Photo Credit: Stephanie Mason
When reaching with fear for her hijab in the morning, Israa Eldeiry questions the safety of her right to practice her religion in the United States.
Colorado State University’s Muslim Student Association held a moment of silence ceremony Friday as a response to the Chapel Hill shooting. The ceremony was led by social work student and MSA President Israa Eldeiry.
Tuesday in Chapel Hill, North Carolina, an execution style shooting occurred of three citizens: Deah Barakat, Yusor Abu-Salha and Razan Abu-Salha.
Though police stated that the shooting may have been over a parking conflict, there is debate over whether or not the event was a hate crime.
“According to media, fighting over a parking spot is an excuse to murder three innocent lives,” Eldeiry said. “I am here, like every one of you, to stand up for what is right and stand against injustice.”
Eldeiry made it a point to state that people, regardless of their religion and race, should be free to express themselves.
“It doesn’t matter because we are all living, breathing beings,” Eldeiry said.
The crowd of event attendees was diverse and grew with passers-by.
“I think it is terrible how people think that murder is the answer,” said student Aneska Scheck. “I am actually a Christian and I just want to support freedom of religion.”
The speaker called for a plan of action among her peers during her 10 minute speech.
“Standing up for justice does not mean just standing up and watching from the sidelines,” Eldeiry said. “No one should be afraid to represent themselves … and worry that someone will point a gun at them in their own home.”
Eldeiry expressed the oppression she felt from media coverage.
“Muslims in America are only newsworthy when they are the extremists behind the gun,” Eldeiry said.
After the silence, attendees discussed their own observations among themselves.
“I think the media is doing a great disservice to Muslims in this country and also in the world,” said Peggy Christiansen, an attendee from the Geller Center. “We are constantly only portraying Muslims in the most negative light, and not portraying incredible people that are doing amazing things in the world and their religion happens to be Muslim.”
People in the crowd hugged one another and wiped tears off their faces.
“I think the biggest thing that got to me was the fact that she said that we live in this country in which we take pride that we are a melting pot and that we accept everyone,” said event attendee Hadeel Abdel-Ghany. “And yet we let things like this happen and we live in fear.”
Eldeiry shared that she was afraid that someone might hate her because she chooses to wear her hijab in public.
“We are proud of who we are and we really do believe that America is where we can live the way we want to,” Abdel-Ghany said. “But we let this happen and go by as if it is a parking dispute and not acknowledged as a hate crime.”
The Muslim Student Association decided to run the event at their weekly meeting Wednesday night.
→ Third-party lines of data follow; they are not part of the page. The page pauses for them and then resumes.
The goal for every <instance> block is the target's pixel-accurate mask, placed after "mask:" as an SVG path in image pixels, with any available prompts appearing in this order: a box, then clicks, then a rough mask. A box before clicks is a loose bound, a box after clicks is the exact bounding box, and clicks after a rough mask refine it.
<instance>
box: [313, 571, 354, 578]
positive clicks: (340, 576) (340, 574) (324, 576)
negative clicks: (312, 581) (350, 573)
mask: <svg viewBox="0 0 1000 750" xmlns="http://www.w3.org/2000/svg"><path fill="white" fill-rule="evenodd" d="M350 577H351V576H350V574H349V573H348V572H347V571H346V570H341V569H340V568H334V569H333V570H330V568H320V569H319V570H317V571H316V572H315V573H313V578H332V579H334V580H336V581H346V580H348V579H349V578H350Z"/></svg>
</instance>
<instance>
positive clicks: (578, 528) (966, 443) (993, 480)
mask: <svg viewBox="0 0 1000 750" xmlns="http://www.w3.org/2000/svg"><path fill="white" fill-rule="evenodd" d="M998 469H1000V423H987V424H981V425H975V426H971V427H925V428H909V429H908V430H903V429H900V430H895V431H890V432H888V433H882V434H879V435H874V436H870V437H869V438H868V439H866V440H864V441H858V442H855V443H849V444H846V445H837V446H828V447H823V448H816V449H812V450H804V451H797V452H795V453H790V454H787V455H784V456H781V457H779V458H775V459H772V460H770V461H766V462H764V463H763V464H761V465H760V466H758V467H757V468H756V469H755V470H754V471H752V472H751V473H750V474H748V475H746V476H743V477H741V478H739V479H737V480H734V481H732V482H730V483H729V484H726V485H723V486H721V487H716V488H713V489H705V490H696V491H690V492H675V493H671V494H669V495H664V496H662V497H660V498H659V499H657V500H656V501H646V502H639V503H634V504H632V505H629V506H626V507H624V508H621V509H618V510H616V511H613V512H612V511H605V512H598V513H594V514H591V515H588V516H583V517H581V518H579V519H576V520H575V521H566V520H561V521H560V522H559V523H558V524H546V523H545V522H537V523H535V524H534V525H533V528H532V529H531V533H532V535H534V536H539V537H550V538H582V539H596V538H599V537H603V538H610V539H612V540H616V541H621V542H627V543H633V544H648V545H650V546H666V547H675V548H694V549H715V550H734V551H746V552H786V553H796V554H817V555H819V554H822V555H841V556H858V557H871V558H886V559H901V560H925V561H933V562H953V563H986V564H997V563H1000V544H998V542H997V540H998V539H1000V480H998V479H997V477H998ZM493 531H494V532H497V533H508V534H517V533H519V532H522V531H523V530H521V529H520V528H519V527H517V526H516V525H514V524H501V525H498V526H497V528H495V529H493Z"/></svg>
“We all really felt hurt that this happened and that no one was really taking any action against it,” Abdel-Ghany said. “We all decided that we needed to stand up for this.”
The event was held to correlate with the congregational prayer at the mosque so the people of the Muslim community could come after the announcement.
Though the speech given was written and revised over a course of three days, according to Abdel-Ghani, most of what was said came from the passion of the event speaker.
“It is beyond words,” Christiansen said. “I was very deeply moved by the words of our speaker.”